Hello. Thank you for your reply. As instructed, I was able to get the
instruction by adding the start address of '_NZ10TFM07PrintTraceEPi'
to 0x5065eff9. Also, I was furnished a copy of the core dump file. The
GDB Manual was of great help in comming up with the following result.

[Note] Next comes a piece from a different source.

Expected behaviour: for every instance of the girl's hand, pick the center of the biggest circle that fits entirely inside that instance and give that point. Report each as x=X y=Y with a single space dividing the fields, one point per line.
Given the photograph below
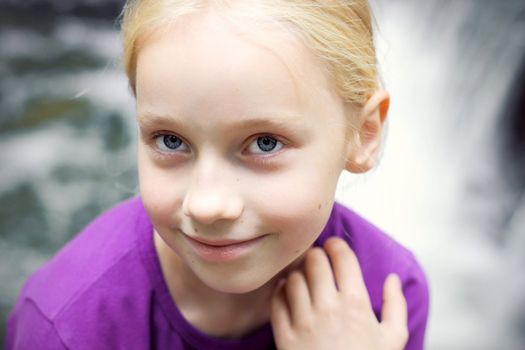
x=310 y=312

By using "backtrace" command, I was able to identify the source of the
SIGBUS(BUS_ADRALN) signal which is at frame 8.

(gdb) bt
#0 0xc0000000001e5350:0 in _lwp_kill+0x30 ()
from /usr/lib/hpux64/libpthread.so.1
#1 0xc00000000014c7b0:0 in pthread_kill+0x9d0 ()
from /usr/lib/hpux64/libpthread.so.1
#2 0xc0000000002e4080:0 in raise+0xe0 () from /usr/lib/hpux64/libc.so.1
#3 0xc0000000003f47f0:0 in abort+0x170 () from /usr/lib/hpux64/libc.so.1
#4 0xc00000000e65e0d0:0 in os::abort ()
at /CLO/Components/JAVA_HOTSPOT/Src/src/os/hp-ux/vm/os_hp-ux.cpp:2033
#5 0xc00000000eb473e0:0 in VMError::report_and_die ()
at /CLO/Components/JAVA_HOTSPOT/Src/src/share/vm/utilities/vmError.cpp:1008
#6 0xc00000000e66fc90:0 in os::Hpux::JVM_handle_hpux_signal ()
at /CLO/Components/JAVA_HOTSPOT/Src/src/os_cpu/hp-ux_ia64/vm/os_hp-ux_ia64.cpp:1051
#7 <signal handler called>
#8 0xc00000000c0c5670:1 in TFMTrace::PrintTrace () at tfmtrace.cpp:1065
#9 0xc00000000c0c4f70:0 in FMLogger::WriteLog () at fmlogger.cpp:90
...

-------------------------------------------------------------------------------
By viewing frame 8, it seems that the abort happened in the IF-Statement
in tfmtrace.cpp line# 1065. But what I don't understand is that why would
a BUS_ADRALN signal will be generated in the IF-Statement? Both dwTrcLen
and dwMaxTrcLen are local variables.

(gdb) frame 8
#8 0xc00000000c0c5670:1 in TFMTrace::PrintTrace () at tfmtrace.cpp:1065
1065 if( dwTrcLen <= dwMaxTrcLen ) {
Current language: auto; currently c++

-------------------------------------------------------------------------------
I tried to disassemble frame 8 to know what instructions are being performed.
Unfortunately, I was not able to understand the assembly codes and have no
idea on the cause of the abort. =(

(gdb) disas $pc-16*4 $pc+16*4
...
0xc00000000c0c5660:0 <TFMTrace::PrintTrace(...)+0xd0> : ld4.a r27=[r48] MII,
;;; 1065 if( dwTrcLen <= dwMaxTrcLen ) {
0xc00000000c0c5660:1 <TFMTrace::PrintTrace(...)+0xd1> : adds r28=28,r42
0xc00000000c0c5660:2 <TFMTrace::PrintTrace(...)+0xd2> : cmp.ne.unc p6=r0,r46;;
0xc00000000c0c5670:0 <TFMTrace::PrintTrace(...)+0xe0> : ld4.sa r26=[r28] MMI,
0xc00000000c0c5670:1 <TFMTrace::PrintTrace(...)+0xe1> : (p6) ld4 r31=[r28]
0xc00000000c0c5670:2 <TFMTrace::PrintTrace(...)+0xe2> : adds r46=24,r42;;
0xc00000000c0c5680:0 <TFMTrace::PrintTrace(...)+0xf0> : (p6) st4 [r35]=r31 MI,I
0xc00000000c0c5680:1 <TFMTrace::PrintTrace(...)+0xf1> : adds r59=36,r42;;
0xc00000000c0c5680:2 <TFMTrace::PrintTrace(...)+0xf2> : nop.i 0x0
0xc00000000c0c5690:0 <TFMTrace::PrintTrace(...)+0x100>: ld4.c.clr r27=[r48] MIB,
;;; 1067 dwLen = dwTrcLen ;
0xc00000000c0c5690:1 <TFMTrace::PrintTrace(...)+0x101>: cmp4.eq.unc p6,p8=99,r27
0xc00000000c0c5690:2 <TFMTrace::PrintTrace(...)+0x102>: nop.b 0x0;;
0xc00000000c0c56a0:0 <TFMTrace::PrintTrace(...)+0x110>: (p8) ld4.c.clr r26=[r28] MMI
;;; 1068 }
0xc00000000c0c56a0:1 <TFMTrace::PrintTrace(...)+0x111>: (p6) st4 [r48]=r47
0xc00000000c0c56a0:2 <TFMTrace::PrintTrace(...)+0x112>: cmp4.geu.unc p7=r26,r27
End of assembler dump.
(gdb)

Here are my follow-up questions:
1) Is there any other thing (e.g. other gdb command) I could check so as to
determine the cause of BUS_ADRALN?

2) Is it possible that a BUS_ADRALN happened during the execution of the
IF-Statement above?

3) Do you have any idea what does the disassemble instruction set mean?

Thanks and looking forward for any inputs.